The Debian repositories on www.lesbonscomptes.com are signed, and most of the other download files are checksummed and signed. The following describes how to download and set up the public keys, and how they are used.
The first section 'Quick' if you are in a hurry or not interested by the details. See 'More details' further on for other explanations.
Quick: installing the keys into the 'apt' keyring
The first step is to download my public key from this server or from the sks key servers.
Either download from lesbonscomptes.com
Download the public key from this server, then import it into your keyring:
gpg --import ~/Downloads/jf-at-dockes.org.pgp
Or use the sks key servers
You may need to install the 'dirmngr' package which is the utility which lets gpg access the key servers:
sudo apt install dirmngr
lesbonscomptes repository public key from the keyservers:
gpg --keyserver pool.sks-keyservers.net --recv-key F8E3347256922A8AE767605B7808CE96D38B9201
In both cases, add the public key to the 'apt' keyring
gpg --export '7808CE96D38B9201' | sudo apt-key add -
Most distribution files (tar, zip, setup…) have associated
checksum files. This allows checking that the files are not corrupted by
copying or transmission.
E.g, after downloading
recoll-1.21.5.tar.gz.sha256, you can run the following to verify the file
sha256sum recoll-1.21.5.tar.gz > mynewchecksum diff mynewchecksum recoll-1.21.5.tar.gz.sha256
Using gpg, you can verify the file integrity and origin - it was signed by me - in one step:
gpg upmpdcli-1.1.3.tar.gz.asc gpg: assuming signed data in `upmpdcli-1.1.3.tar.gz' gpg: Signature made lun. 13 mars 2017 16:27:20 CET gpg: using RSA key 0x7808CE96D38B9201 gpg: Good signature from "Jean-Francois Dockes <email@example.com>" [ultimate] gpg: aka "Jean-Francois Dockes <firstname.lastname@example.org>" [ultimate] Primary key fingerprint: F8E3 3472 5692 2A8A E767 605B 7808 CE96 D38B 9201
More details about the signatures
The download files have detached gpg signatures (same file name, with '.asc' added).
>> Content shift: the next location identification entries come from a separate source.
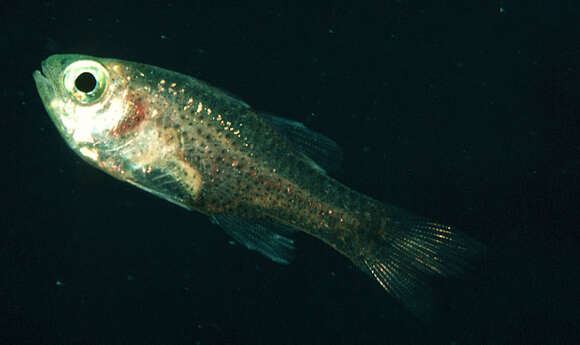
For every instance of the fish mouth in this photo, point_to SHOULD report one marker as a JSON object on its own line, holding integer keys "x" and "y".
{"x": 48, "y": 92}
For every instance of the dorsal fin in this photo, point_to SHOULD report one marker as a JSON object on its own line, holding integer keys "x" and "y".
{"x": 318, "y": 148}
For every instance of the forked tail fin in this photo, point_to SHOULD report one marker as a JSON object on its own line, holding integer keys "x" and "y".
{"x": 410, "y": 252}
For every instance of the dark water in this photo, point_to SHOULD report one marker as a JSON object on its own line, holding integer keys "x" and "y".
{"x": 465, "y": 113}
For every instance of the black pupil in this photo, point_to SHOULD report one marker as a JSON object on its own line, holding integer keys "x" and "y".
{"x": 86, "y": 82}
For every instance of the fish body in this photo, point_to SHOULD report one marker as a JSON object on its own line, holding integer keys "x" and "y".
{"x": 258, "y": 176}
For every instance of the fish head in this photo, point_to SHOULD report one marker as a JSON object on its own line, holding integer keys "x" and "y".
{"x": 85, "y": 98}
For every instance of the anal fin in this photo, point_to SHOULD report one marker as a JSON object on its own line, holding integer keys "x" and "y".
{"x": 271, "y": 240}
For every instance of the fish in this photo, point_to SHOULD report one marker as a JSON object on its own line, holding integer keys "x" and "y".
{"x": 260, "y": 177}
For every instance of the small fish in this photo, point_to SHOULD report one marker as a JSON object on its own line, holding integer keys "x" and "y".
{"x": 259, "y": 177}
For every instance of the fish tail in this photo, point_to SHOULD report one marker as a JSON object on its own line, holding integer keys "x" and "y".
{"x": 409, "y": 252}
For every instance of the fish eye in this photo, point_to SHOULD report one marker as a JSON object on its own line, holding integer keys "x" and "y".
{"x": 86, "y": 81}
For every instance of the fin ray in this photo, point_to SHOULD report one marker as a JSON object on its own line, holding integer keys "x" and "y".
{"x": 320, "y": 149}
{"x": 269, "y": 239}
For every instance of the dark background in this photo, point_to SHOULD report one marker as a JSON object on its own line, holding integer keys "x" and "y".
{"x": 462, "y": 111}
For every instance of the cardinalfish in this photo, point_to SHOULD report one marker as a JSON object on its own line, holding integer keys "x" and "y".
{"x": 260, "y": 177}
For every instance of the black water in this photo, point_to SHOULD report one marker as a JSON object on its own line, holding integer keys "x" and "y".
{"x": 465, "y": 112}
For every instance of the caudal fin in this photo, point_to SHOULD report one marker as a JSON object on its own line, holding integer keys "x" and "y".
{"x": 413, "y": 250}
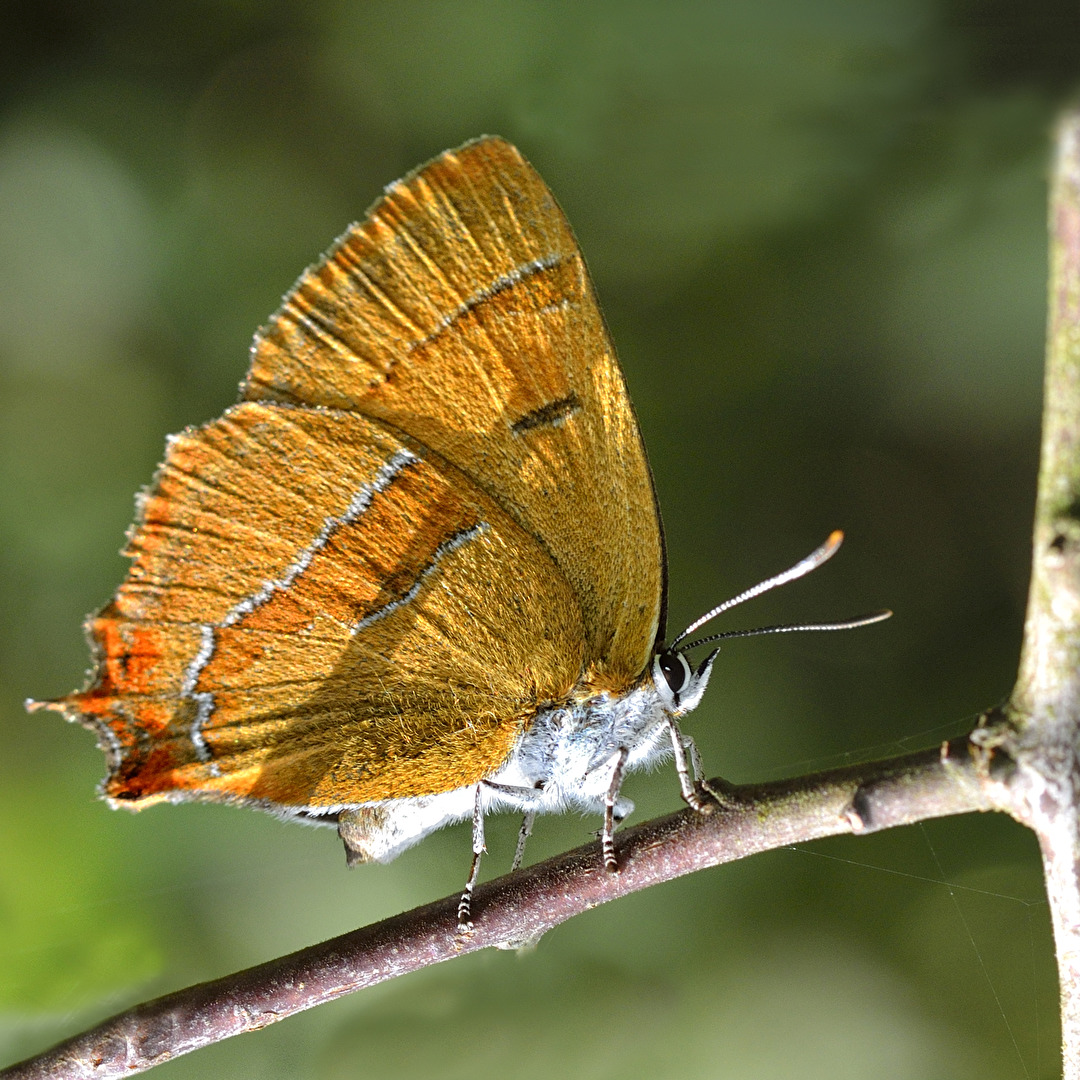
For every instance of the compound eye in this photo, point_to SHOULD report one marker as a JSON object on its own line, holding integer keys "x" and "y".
{"x": 675, "y": 670}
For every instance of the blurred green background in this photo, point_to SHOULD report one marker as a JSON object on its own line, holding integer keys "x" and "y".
{"x": 818, "y": 233}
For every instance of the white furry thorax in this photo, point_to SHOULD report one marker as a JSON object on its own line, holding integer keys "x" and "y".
{"x": 565, "y": 759}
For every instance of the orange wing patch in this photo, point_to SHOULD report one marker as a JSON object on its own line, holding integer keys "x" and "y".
{"x": 350, "y": 647}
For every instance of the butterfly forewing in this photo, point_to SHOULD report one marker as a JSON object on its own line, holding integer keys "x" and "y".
{"x": 430, "y": 516}
{"x": 461, "y": 312}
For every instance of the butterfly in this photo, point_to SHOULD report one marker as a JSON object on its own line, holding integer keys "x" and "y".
{"x": 417, "y": 572}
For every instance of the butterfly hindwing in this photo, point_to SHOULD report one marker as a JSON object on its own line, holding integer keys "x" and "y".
{"x": 347, "y": 647}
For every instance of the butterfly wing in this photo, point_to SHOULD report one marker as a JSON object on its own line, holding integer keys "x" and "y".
{"x": 460, "y": 311}
{"x": 321, "y": 612}
{"x": 430, "y": 515}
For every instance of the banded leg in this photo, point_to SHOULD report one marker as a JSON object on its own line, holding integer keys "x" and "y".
{"x": 607, "y": 841}
{"x": 691, "y": 777}
{"x": 464, "y": 905}
{"x": 524, "y": 833}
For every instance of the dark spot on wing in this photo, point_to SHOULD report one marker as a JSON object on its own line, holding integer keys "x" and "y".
{"x": 548, "y": 416}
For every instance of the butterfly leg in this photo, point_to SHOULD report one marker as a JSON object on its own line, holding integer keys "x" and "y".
{"x": 524, "y": 833}
{"x": 607, "y": 841}
{"x": 464, "y": 905}
{"x": 693, "y": 783}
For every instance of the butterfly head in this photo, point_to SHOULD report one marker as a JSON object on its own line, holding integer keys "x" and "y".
{"x": 679, "y": 686}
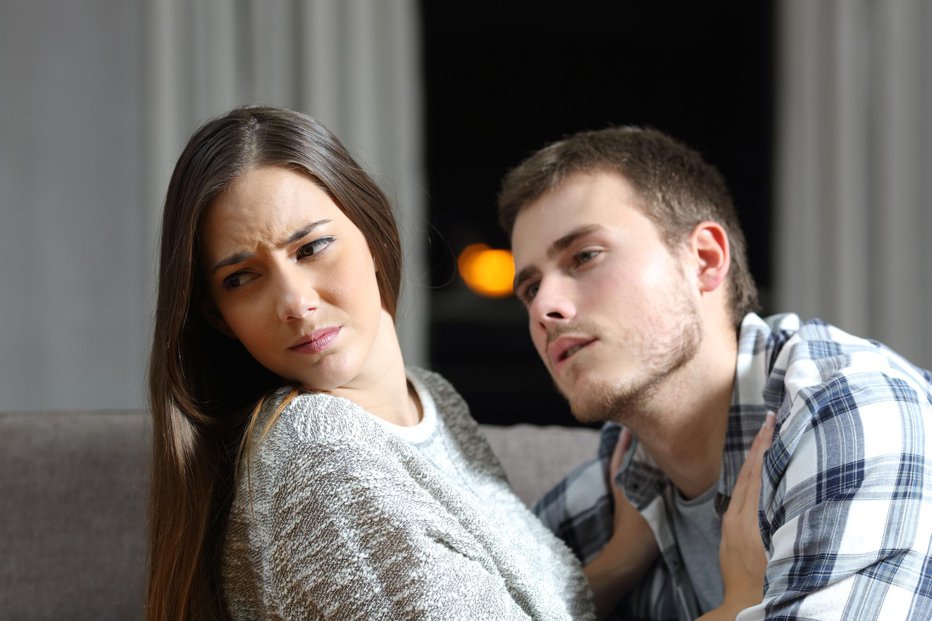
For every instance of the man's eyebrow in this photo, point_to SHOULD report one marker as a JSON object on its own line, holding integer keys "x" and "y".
{"x": 556, "y": 248}
{"x": 239, "y": 257}
{"x": 567, "y": 240}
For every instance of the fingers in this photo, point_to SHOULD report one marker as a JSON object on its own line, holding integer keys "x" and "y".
{"x": 746, "y": 495}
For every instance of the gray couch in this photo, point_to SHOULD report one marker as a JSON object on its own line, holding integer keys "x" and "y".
{"x": 73, "y": 493}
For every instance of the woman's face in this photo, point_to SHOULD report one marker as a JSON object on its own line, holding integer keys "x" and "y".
{"x": 293, "y": 280}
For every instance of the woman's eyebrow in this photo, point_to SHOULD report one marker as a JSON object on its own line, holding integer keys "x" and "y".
{"x": 239, "y": 257}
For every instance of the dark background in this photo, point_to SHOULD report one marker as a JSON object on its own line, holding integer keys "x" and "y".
{"x": 504, "y": 78}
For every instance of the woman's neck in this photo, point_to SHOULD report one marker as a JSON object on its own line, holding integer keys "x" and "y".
{"x": 382, "y": 389}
These provide a slight amount of security against tampering on the WEB server, (very slight because the keys are currently self-signed).
The public keys are also stored on an independant web site (different hosting provider, passwords, etc), you can cut/paste them from:
This is also unsecure because you don’t know that I (J.F. Dockes) set up the site. Still, it’s an additional element which an attacker would need to control.
I have been using two keys to sign the files, an older, not used any more, and a current, more secure, one.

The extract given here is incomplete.